Il ne manque finalement pas grand-chose à cette première partie pour être complètement inoubliable. Peut-être une pantomime plus appuyée qui fasse franchement rire. Un pas de trois vraiment brillant (et pas juste correct). Une Doña Serafina un peu plus crédible. Ce n’est pas de la faute de Stéphanie Romberg, mais même avec toutes les incohérences du ballet, il semble peu probable qu’elle puisse rentrer dans la robe de mariée de Paquita (deux têtes de moins de visu). Le début est aussi peu clair, et difficile de comprendre, sans lire le synopsis, si ce personnage est la mère ou la fiancée de Lucien d’Hervilly.

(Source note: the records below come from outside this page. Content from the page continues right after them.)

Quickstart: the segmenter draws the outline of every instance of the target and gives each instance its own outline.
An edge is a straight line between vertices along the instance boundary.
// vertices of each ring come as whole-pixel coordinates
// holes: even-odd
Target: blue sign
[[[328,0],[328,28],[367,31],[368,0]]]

Le Grand pas semble être débarrassé de tous ces désagréments. Pas de pantomime, pas d’histoire, juste de la danse à son sommet. Les Petits rats démarrent par une Polonaise un peu foutraque mais ils sont tellement choux que ce n’est pas très grave. Les hommes enchaînent avec une Mazurka d’une belle facture, porté par les brillants Marc Moreau et Germain Louvet (bien plus en forme qu’au pas de trois). Le corps de ballet féminin n’est pas en reste, précis, ensemble, brillant. Et ce n’est pas qu’une question d’être en mesure. Paquita, c’est aussi une chorégraphie unique, un style, une façon de danser que l’on ne retrouve pas ailleurs. Et merveilleusement bien rendu ce soir-là.
Quant au couple Mathias Heymann/Hannah O’Neill, c’est le feu d’artifice. Ils enchaînent les morceaux de bravoure, sans jamais se départir de leur élégance et leur solarité, se poussant l’un-l’autre à aller encore plus loin et plus vite (damned, cette diagonale de grands jetés !). Après les fouettés, le public n’est pas loin de taper des mains en cadence (ce que je fais déjà avec mon pied), dans un grand élan de joie général. Paquita se savoure décidément sans complexe.
Paquita de Pierre Lacotte (d’après Joseph Mazilier et Marius Petipa) par le Ballet de l’Opéra de Paris au Palais Garnier. Avec Hannah O’Neill (Paquita), Mathias Heymann (Lucien d’Hervilly), Sébastien Bertaud (Inigo), Fanny Gorse, Juliette Hilaire et Germain Louvet (pas de trois), Pascal Aubin (Don Lopez de Mendoza), Stéphanie Romberg (Doña Serafina), Bruno Bouché (le Comte) et Juiette Gernez (la Comtesse). Samedi 9 mai 2015.